Selain magang berbayar, ada juga magang sukarela. Kesempatan magang juga terbuka untuk mereka yang tidak memiliki status mahasiswa.
Seperti apa sih lowongan magang yang bagus itu?
Tidak semua program magang sesuai untuk mahasiswa. Dengan kata lain, tidak semua magang memberikan masukan dan pengembangan yang diharapkan oleh mahasiswa. Oleh karena itu, sebelum memilih program magang, ada beberapa faktor penting yang perlu dipertimbangkan, supaya magang yang dipilih bisa memberikan hasil yang optimal:
- Jenis pekerjaan: Pekerjaan yang diberikan haruslah kompleks dan menantang, menawarkan kesempatan untuk belajar, atau bahkan memulai proyek sendiri yang sesuai dengan bidang studi kamu, bukannya pekerjaan yang hanya memasukkan data, atau bikin kopi.
- Kemandirian: Setelah sesi pengenalan berakhir, kamu sudah bisa mengerjakan proyek/tugas secara independen (boleh meminta bantuan jika perlu). Kinerja kamu sewaktu menyelesaikan tugas akan mempengaruhi penilaian perusahaan terhadap kamu.
- Durasi: program magang tersebut harus memiliki durasi yang cukup untuk menyelesaikan suatu tugas, biasanya dua atau tiga bulan sudah cukup.

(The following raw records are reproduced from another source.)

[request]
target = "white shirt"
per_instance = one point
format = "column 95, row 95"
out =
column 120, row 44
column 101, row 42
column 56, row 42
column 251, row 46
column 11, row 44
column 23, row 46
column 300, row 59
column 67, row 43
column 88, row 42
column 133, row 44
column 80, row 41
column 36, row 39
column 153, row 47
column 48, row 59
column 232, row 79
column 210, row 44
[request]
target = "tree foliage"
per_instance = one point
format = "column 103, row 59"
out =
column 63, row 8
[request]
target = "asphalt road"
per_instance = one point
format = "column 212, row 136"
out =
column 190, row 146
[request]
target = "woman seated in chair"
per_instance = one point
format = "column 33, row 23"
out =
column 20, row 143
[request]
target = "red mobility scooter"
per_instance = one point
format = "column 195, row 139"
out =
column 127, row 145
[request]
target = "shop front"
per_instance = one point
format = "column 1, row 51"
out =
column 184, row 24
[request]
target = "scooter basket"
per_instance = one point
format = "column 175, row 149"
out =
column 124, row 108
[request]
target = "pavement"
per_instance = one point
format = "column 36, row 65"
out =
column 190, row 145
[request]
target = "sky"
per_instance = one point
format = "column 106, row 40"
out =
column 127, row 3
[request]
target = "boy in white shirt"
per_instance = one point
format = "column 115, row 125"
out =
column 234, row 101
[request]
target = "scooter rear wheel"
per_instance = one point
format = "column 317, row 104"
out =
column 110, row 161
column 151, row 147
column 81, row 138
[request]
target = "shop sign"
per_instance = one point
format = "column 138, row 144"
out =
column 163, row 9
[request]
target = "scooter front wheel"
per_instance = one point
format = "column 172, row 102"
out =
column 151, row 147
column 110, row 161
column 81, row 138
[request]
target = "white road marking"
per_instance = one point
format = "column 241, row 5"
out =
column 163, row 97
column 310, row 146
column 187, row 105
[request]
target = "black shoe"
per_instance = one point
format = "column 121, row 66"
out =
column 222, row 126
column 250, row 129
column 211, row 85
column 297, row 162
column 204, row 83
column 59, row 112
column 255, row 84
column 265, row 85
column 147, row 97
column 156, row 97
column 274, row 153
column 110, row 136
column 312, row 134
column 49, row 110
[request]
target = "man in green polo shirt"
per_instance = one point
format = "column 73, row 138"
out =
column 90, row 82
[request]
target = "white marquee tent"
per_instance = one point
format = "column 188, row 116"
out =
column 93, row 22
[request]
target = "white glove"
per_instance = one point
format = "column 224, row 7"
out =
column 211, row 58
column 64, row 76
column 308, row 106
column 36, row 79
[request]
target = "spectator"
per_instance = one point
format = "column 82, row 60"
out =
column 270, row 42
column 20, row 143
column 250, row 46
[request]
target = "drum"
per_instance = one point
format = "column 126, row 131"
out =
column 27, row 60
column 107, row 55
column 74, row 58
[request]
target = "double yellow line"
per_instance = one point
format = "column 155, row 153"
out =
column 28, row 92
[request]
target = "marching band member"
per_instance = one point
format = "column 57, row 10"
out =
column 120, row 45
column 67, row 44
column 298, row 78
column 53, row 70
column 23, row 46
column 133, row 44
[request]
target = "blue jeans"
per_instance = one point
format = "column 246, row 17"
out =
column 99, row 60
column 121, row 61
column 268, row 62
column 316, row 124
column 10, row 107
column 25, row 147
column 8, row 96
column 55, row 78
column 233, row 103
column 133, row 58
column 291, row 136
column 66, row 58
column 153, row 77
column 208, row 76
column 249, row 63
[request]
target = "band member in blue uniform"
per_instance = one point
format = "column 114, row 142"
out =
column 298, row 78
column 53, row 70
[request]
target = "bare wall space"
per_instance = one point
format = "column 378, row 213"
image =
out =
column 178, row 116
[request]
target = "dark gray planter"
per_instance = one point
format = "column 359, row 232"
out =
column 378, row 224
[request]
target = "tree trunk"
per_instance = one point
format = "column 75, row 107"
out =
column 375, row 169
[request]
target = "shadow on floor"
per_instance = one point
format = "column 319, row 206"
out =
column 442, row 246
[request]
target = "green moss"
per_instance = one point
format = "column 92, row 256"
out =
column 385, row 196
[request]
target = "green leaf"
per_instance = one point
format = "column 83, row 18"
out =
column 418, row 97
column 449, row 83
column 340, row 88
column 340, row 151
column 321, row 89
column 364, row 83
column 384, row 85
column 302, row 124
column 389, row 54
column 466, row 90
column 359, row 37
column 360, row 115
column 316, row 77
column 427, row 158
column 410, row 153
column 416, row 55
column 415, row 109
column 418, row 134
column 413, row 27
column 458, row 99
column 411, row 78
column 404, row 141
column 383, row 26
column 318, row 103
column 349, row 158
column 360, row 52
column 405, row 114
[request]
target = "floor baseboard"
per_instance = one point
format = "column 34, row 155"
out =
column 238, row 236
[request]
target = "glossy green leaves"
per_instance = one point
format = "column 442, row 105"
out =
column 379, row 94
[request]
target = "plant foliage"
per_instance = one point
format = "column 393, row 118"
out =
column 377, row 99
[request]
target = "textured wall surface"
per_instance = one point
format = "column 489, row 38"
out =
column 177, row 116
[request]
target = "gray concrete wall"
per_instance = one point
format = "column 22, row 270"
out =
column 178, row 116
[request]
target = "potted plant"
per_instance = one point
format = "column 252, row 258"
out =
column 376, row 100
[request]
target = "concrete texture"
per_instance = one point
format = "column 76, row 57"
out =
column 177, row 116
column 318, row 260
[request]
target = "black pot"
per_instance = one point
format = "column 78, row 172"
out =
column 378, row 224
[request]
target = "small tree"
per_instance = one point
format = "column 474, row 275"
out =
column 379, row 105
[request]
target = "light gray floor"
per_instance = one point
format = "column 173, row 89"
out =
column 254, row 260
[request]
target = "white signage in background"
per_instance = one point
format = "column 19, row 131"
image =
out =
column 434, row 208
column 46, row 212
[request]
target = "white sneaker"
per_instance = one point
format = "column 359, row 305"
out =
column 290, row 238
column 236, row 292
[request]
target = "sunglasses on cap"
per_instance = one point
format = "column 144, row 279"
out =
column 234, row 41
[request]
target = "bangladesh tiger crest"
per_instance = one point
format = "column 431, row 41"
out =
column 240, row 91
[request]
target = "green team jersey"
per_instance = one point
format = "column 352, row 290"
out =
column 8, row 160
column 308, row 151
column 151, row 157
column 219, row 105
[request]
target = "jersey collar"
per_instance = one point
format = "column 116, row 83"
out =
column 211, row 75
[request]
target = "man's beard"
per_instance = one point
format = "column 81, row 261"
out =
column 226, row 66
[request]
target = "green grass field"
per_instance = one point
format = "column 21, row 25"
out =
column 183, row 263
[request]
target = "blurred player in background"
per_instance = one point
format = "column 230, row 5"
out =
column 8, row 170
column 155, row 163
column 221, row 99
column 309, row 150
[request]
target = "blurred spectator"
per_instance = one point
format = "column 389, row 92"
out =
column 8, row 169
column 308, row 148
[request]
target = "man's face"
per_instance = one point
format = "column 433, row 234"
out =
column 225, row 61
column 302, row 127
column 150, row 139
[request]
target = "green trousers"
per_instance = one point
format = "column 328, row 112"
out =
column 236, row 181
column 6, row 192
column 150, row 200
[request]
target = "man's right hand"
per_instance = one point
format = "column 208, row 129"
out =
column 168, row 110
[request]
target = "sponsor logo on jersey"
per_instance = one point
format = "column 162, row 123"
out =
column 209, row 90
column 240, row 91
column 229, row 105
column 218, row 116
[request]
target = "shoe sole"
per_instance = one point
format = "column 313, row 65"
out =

- Orang yang dapat dihubungi: Kamu perlu mengetahui orang/bagian yang bisa kamu hubungi untuk mendiskusikan pekerjaan secara berkala.
- Gaji: Beberapa perusahaan memberikan gaji sekitar 800 EUR per bulan (sekitar 14 juta). Tetapi ada juga yang tidak memberikan bayaran. Jika kamu merasa program magang tersebut bermanfaat untuk perkembanganmu di masa depan, kamu bisa tetap menerimanya walau tanpa dibayar.
Persyaratan resmi untuk mengikuti magang di Jerman
Seperti halnya bekerja sambilan, magang juga termasuk dalam kategori bekerja, walaupun kamu tidak menerima bayaran. Beberapa perusahaan cukup royal dengan memberikan gaji untuk para pemagang, terutama untuk pemagang yang berasal dari luar negeri. Jadi perhatikan hal ini dan informasi lainnya sebelum mengurus visa-mu jika dibutuhkan, ya!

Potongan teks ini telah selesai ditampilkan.